Many women’s costumes tend to be skintight, low-cut, short, have cutouts or all of the above. A costume merchant quote in the New York Times said that since the early 2000s, sexy costumes had become so popular they comprised “90 to 95 percent of our female costumes.”



Women’s costume retailers, like Yandy, have everything from “traditional” sexy options like cops and schoolgirls to contemporary costumes like “sexy fake news” and a “Miss Impeachment” costume with a plunging neckline, which was featured in the Washington Post.

Even somewhat tamer websites like Party City still advertise options like “Stop Traffic Sexy Cop Costume” or “Blessed Babe Nun Costume.” With the inundation of revealing costumes advertised in the mainstream each year, there can often be pressure to conform to that norm. At Syracuse University, where Halloween-themed parties abound, there’s a good chance you’ll see several of these sorts of costumes around campus.

“We seek to emulate images that we see in media,” said Beth Egan, associate professor of advertising at Syracuse University.

A sexy costume could mean different things to different people, and there are multiple reasons someone may choose to wear one. It’s entirely possible for someone to choose a costume simply because they like the way it looks, or how it makes them feel. A revealing costume could, for some women, make them feel confident in their body, or even rebel against stereotypes that women should dress conservatively.

A USA Today article said women might dress sexy on Halloween “because trying to curb women’s choices is the whole problem in the first place. Women’s bodies are policed every day of the year. Halloween is a welcome reprieve and a chance for women to express their sexuality, rather than repress it.”

What’s truly baffling, however, is that despite how much women are encouraged to dress and be sexy on Halloween, once they actually do so, they are often degraded for embodying that very image.

Costume bar graph

Karleigh Merritt-Henry | Digital Design Editor

When a woman dresses up in a revealing costume, she may receive immediate positive attention, but it’s often underlined with dangerous assumptions — that she must be promiscuous because of her outfit choice, or she’s less intelligent or worthy than a woman who bucks the stereotype and dresses more conservatively, or simply doesn’t go out at all.

A heavily liked October tweet offered “100$ to any girl who didn’t dress as a devil, bunny, angel, nurse, school girl, didn’t wear fish nets, twerk with a big audience for Snapchat and wasn’t recorded taking shots of Henny.”

This kind of ridicule of women for the way they dress exemplifies this puzzling dichotomy.
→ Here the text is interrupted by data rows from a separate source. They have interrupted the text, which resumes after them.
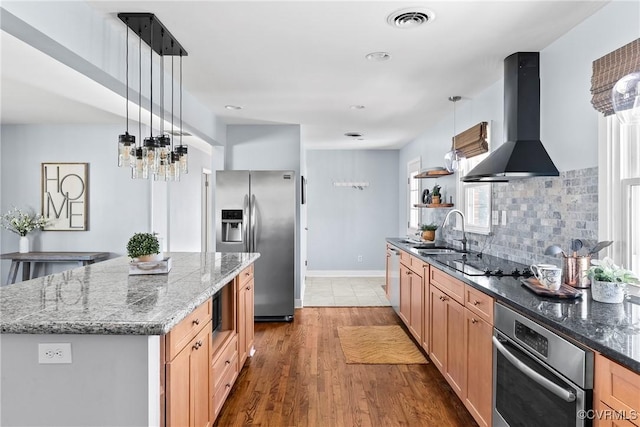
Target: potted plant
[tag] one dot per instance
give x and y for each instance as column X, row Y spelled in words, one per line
column 435, row 195
column 609, row 280
column 144, row 247
column 428, row 231
column 22, row 223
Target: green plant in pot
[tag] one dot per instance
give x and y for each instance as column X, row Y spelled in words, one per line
column 435, row 195
column 609, row 280
column 144, row 247
column 428, row 231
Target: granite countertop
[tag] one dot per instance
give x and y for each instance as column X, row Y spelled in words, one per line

Whether these women made the choice to dress the way they did because of social pressures or because of their own desire to be seen in a sexual way, their choice is not the issue. The issue is the way society interprets that choice.

“We want to portray people in a way that they can see themselves in,” said professor Egan. “On the one hand, that’s often the ultimate goal, but you get into certain categories, you know, beauty and fashion, where the images that we do portray are more aspirational. That’s where it gets a little tricky in terms of, is that a positive inspiration or does that turn into a negative message?”

Right now, women face two negative outcomes for how they dress on Halloween: Fulfill expectations and be considered a slut, or defy expectations and be ostracized. The solution is not to change the benchmark of what is “correct” behavior for women, but rather to throw away the standard entirely.

Women should have full autonomy over whether they choose to reveal skin or whether they choose not to present themselves in that way. We have to stop making assumptions about people’s character based on how they dress on one holiday. And the fact that we still make these assumptions reveals just how deeply entrenched this kind of judgment is in our everyday thinking.

This Halloween, let’s ditch tearing down women for their choices and embrace what the holiday should be about: expressing yourself how you choose.